Advance Trade in Goods for December hit an all-time high (or low, depending on your perspective) this morning, reaching -$101.0 billion for the first time in history, and up from the already upwardly revised -$98.0 billion. Higher imports than exports — +2% vs. +1.4% — tell most of the story, with volatile month-over-month autos leading the imports, +8.4%. This suggests there may be some back and forth in future prints, though at already historic levels.

Boeing ((BA - Free Report) shares are +1.4% this morning on a Q4 bottom line that came in well beneath expectations — -$7.69 per share versus -$0.09 expected — on a $3.5 billion charge on the 787 Dreamliner. This is believed to be a one-time item that investors will look past… for now. Revenues for the quarter were also light — $14.79 billion versus $16.96 billion, for a negative surprise of -12.8%. This marks the eighth miss on the bottom line in its last 15 quarters.
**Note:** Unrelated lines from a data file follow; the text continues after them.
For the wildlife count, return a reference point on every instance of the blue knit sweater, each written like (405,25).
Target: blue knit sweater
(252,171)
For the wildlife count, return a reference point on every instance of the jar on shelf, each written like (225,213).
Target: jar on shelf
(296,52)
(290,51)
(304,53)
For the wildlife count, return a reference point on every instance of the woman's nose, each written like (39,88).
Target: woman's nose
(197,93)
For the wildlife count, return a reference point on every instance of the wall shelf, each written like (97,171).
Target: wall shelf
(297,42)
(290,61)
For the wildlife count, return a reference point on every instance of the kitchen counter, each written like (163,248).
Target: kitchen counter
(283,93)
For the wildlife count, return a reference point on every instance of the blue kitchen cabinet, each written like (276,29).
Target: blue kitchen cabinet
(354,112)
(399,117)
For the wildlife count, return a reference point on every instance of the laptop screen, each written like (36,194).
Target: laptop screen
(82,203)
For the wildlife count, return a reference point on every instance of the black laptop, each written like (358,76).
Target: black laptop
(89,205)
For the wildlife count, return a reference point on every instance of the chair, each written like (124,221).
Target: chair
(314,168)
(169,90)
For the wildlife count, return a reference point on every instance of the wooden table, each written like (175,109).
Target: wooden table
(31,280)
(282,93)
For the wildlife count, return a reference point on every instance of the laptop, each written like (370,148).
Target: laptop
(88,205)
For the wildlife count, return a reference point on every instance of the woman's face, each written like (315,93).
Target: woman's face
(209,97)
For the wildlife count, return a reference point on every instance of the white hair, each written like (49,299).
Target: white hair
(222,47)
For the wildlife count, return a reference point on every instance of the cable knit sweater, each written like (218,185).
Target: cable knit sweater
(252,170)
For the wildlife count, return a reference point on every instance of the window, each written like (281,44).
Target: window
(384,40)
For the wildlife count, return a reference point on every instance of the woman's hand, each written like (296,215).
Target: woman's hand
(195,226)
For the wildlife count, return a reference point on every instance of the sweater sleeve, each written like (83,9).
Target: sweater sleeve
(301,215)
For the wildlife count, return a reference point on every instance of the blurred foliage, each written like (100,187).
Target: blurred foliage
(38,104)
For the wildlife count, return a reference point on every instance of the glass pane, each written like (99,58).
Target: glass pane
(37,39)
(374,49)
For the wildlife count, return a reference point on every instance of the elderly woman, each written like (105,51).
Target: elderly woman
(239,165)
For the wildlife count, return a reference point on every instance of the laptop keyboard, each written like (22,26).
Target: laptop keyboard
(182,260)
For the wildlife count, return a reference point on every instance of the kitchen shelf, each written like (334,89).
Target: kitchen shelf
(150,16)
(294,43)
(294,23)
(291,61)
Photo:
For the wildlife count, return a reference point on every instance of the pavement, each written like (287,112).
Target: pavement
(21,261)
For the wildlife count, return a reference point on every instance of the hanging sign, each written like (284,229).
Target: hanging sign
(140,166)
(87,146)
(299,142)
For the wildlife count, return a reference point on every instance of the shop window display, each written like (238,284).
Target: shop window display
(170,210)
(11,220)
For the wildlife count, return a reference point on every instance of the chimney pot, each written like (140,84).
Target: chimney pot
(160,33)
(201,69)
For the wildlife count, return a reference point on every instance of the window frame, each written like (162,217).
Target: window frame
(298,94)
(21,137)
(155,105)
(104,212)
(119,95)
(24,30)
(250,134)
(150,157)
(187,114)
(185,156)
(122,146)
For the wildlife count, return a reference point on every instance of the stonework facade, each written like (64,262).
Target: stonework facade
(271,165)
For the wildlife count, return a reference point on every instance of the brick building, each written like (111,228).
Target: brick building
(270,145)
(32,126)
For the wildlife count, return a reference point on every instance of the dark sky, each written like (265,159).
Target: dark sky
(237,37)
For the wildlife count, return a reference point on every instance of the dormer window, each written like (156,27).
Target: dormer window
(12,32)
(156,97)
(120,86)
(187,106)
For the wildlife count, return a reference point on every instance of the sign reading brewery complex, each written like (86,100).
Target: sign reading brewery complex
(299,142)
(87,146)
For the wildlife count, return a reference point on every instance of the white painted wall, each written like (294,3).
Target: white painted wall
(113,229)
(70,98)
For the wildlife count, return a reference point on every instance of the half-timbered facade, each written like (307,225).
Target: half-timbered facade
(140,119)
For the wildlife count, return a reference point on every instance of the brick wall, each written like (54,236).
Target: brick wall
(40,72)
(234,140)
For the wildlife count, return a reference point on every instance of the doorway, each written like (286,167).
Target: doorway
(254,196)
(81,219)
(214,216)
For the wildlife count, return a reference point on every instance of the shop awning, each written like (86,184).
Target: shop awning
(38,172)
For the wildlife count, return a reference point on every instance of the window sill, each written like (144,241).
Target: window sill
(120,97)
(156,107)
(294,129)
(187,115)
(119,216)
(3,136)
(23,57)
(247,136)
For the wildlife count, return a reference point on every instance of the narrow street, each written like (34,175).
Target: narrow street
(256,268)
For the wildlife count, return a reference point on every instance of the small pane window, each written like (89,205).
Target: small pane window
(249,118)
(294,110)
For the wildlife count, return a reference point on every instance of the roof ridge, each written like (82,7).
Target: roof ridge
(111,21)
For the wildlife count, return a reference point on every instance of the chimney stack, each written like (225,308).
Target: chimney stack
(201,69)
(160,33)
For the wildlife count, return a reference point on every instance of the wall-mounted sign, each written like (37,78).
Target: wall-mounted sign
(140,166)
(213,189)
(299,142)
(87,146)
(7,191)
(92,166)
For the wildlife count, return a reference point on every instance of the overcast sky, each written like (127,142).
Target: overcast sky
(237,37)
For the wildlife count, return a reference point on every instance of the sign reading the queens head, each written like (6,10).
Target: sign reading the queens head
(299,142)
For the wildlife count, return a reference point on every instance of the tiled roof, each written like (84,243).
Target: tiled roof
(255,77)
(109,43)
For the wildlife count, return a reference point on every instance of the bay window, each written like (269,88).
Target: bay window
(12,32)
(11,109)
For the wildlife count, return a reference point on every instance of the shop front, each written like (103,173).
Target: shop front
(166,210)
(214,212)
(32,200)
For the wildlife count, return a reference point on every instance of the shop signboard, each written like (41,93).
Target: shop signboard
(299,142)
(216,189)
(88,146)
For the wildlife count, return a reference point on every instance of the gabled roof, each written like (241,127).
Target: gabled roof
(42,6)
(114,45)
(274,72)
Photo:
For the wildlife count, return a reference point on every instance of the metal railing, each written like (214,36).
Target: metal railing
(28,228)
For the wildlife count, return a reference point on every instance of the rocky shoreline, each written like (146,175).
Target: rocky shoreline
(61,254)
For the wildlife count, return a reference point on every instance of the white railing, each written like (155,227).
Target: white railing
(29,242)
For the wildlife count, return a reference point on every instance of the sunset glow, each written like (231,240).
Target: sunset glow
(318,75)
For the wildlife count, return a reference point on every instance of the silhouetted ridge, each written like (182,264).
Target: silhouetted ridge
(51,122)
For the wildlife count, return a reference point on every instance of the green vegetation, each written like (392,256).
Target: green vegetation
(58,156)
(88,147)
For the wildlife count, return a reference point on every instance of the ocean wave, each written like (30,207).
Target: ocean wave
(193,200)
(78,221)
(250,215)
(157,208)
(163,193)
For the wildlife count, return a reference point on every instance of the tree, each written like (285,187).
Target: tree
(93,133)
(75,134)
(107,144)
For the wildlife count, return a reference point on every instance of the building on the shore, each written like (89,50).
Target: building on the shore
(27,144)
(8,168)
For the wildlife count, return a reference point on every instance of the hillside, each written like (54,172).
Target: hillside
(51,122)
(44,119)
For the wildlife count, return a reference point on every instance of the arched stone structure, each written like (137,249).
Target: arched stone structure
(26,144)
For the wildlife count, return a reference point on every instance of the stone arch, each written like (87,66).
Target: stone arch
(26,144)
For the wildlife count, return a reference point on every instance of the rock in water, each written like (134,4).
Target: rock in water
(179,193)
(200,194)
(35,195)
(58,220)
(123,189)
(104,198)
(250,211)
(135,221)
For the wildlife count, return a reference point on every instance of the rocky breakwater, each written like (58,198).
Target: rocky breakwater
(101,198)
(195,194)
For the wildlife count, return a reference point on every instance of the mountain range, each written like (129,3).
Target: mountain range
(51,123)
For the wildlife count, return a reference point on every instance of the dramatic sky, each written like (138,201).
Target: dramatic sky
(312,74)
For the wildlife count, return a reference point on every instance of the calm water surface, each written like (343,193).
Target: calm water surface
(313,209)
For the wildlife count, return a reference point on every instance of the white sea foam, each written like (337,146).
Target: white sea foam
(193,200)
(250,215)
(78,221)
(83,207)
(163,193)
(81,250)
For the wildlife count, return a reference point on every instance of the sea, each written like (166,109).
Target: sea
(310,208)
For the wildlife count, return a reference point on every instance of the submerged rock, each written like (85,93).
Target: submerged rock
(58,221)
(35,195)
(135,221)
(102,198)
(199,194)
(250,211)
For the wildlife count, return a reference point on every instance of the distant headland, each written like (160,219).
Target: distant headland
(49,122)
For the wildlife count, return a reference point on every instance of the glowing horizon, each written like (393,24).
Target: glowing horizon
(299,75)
Kimberly-Clark ((KMB - Free Report) shares are falling -6% on its Q4 earnings report, even though the company beat on earnings by 2 cents to $1.30 per share (though down from the $1.69 in the year-ago quarter). Revenues also came in higher than expectations, narrowly, to $4.97 billion. But rising costs are creating snags at the paper products manufacturer, and shares are selling even with the markets up overall in today’s pre-market.

Futures are higher this morning. It remains to be seen if this more hopeful stance is requited by the Fed this afternoon, or if we’re simply looking at a dead cat bouncing at this hour.